When selecting your eButterfly checklist type in step 2, the phrase 'butterflying was your primary purpose' is used in several protocol descriptions. This is an exceedingly important aspect of data quality in eButterfly observations. Our one-sentence definition of this, with stress on the essential parts:
"When butterflying is your primary purpose, you are making an effort to find and record all the butterflies around you to the best of your ability."
Primary-purpose butterflying (i.e. complete checklists) might include a travelling count while walking a trail, or a count of all the butterflies in a meadow, situations when you are usually outside, on foot, and fully tuned to all butterflies.
When butterflying is not your primary purpose, you might notice a butterfly of interest and want to enter that single record, but you made no effort to do a complete survey of the butterflies around you. Examples might include a Monarch that flew over while you were at a baseball game or an incomplete list of butterflies that you casually noticed throughout the day while gardening. Similarly, a butterfly flying across the road in front of you or seen while driving at highway speed is by definition not a time when butterfly watching was your primary purpose because you can't reasonably make an effort to find all the butterflies around you (for example, small skippers would not be detected). The critical point is that you did or could not make a concerted effort to find and record all the butterflies in these situations.
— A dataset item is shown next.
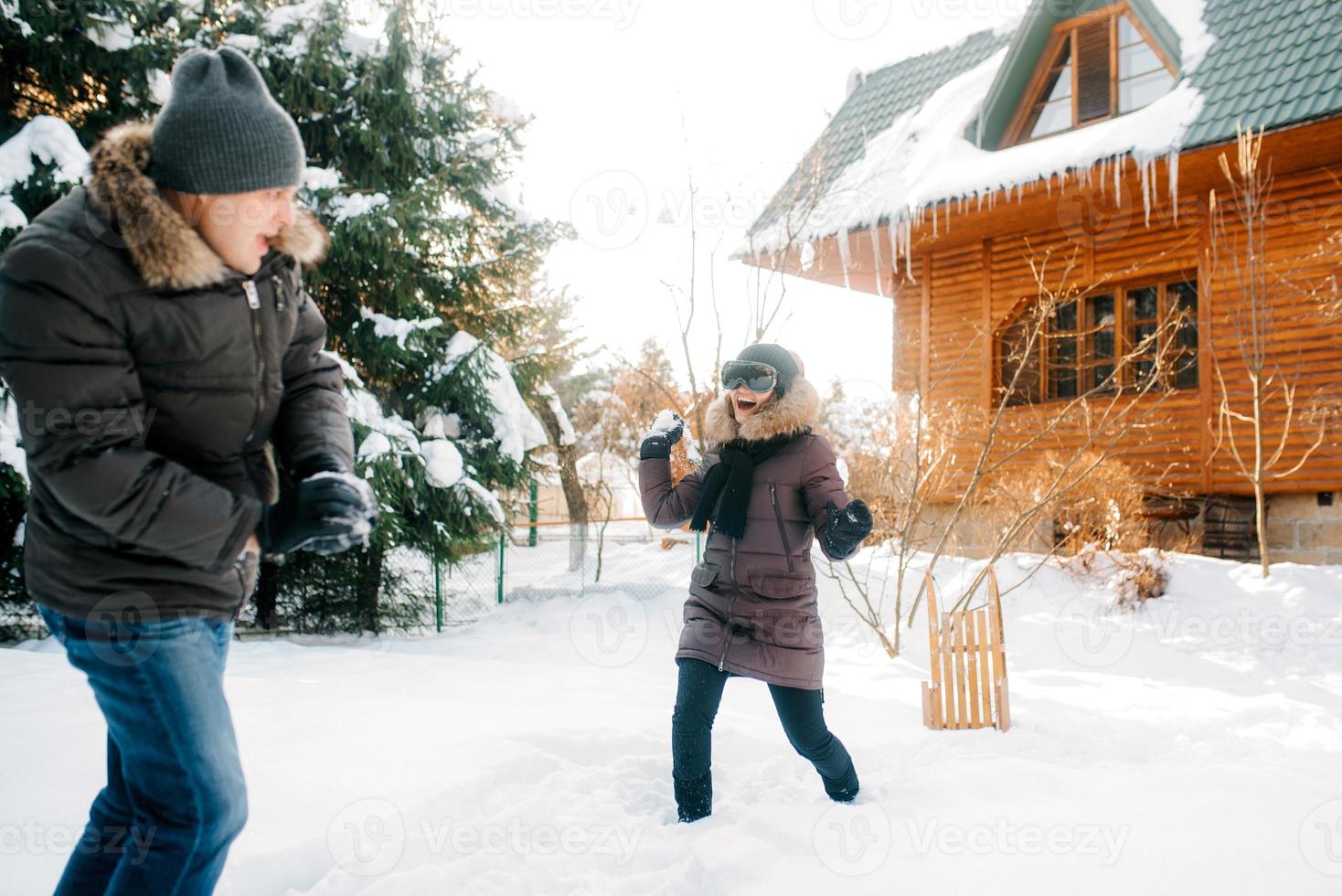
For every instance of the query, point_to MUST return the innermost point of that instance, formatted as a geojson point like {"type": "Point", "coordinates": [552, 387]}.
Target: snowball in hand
{"type": "Point", "coordinates": [668, 424]}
You can on occasions turn what would be one or more incidental observations into more effort-based checklists, just by the way you note it down. If a White Admiral lands on the trail in front of you, you could count all the butterflies you find as you walk 500 meters in 20 minutes with the primary purpose of butterflying, and turn it into a travelling count. These counts are better when done unsolicited, as opposed to being prompted by a butterfly you noticed, but it is still painting a better picture than an Incidental observation.